Regardless of what anyone here thinks of the content of Dan Patz's blog post, can we all agree that he writes with a style of grace & transparency that is refreshing (and is all too often lacking in similar communications)?

Ron Bean's picture

The Bible prohibits women having authority over and teaching men (although we make exceptions for certain academic subjects). The Bible says nothing about women chapel speakers.

The NIU bashers will enthusiastically accept this as another sign that NIU is heading toward destruction. Meanwhile, Dan Patz's reasonable response places him on the high road.

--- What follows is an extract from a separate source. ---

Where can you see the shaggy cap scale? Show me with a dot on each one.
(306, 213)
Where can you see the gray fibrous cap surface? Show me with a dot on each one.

"Some things are of that nature as to make one's fancy chuckle, while his heart doth ache." John Bunyan

Pastor Doug's picture

This is NIU's information about chapel from their Student Life link:  http://www.ni.edu/campus-life/chapel/

Four mornings each week, the entire student body gathers to worship the Lord and to focus on the truths of His Word. Chapel is central to the Northland experience and encourages students to refocus on eternity in the midst of the distractions of life and the busyness of academia. Chapel provides a great supplement to the core Bible classes as students apply passages practically to their lives and hearts. Chapel is also a great time of praising God through music, focusing minds and hearts on eternal matters rather than the things of this world. These services encourage students to run the race that God has given them, “looking to Jesus, the founder and perfecter of our faith,” and to praise Him who “is seated at the right hand of the throne of God” (Heb. 12:2). Archives of chapel sermons can be accessed via Northland’s Sermon Audio page.

In addition to preaching from Northland’s own Bible faculty, chapel services often feature sermons from a variety of guest speakers, including missionaries from all around the world. These visiting preachers impart knowledge from their years of ministry experience across America and on foreign fields and encourage students to join them in going “into all the world” with the Gospel. Each Thursday, Northland’s Student Council members lead chapel, with activities ranging from lighthearted skits and games to uplifting times of praise songs, student testimonies, and fervent prayer.

 

NIU makes it clear that the chapel time is a preaching and worship service.  Anytime the Bible is opened, whether in a church, chapel service, conference, etc. there is an inherent authority due to the fact that it is God's Word.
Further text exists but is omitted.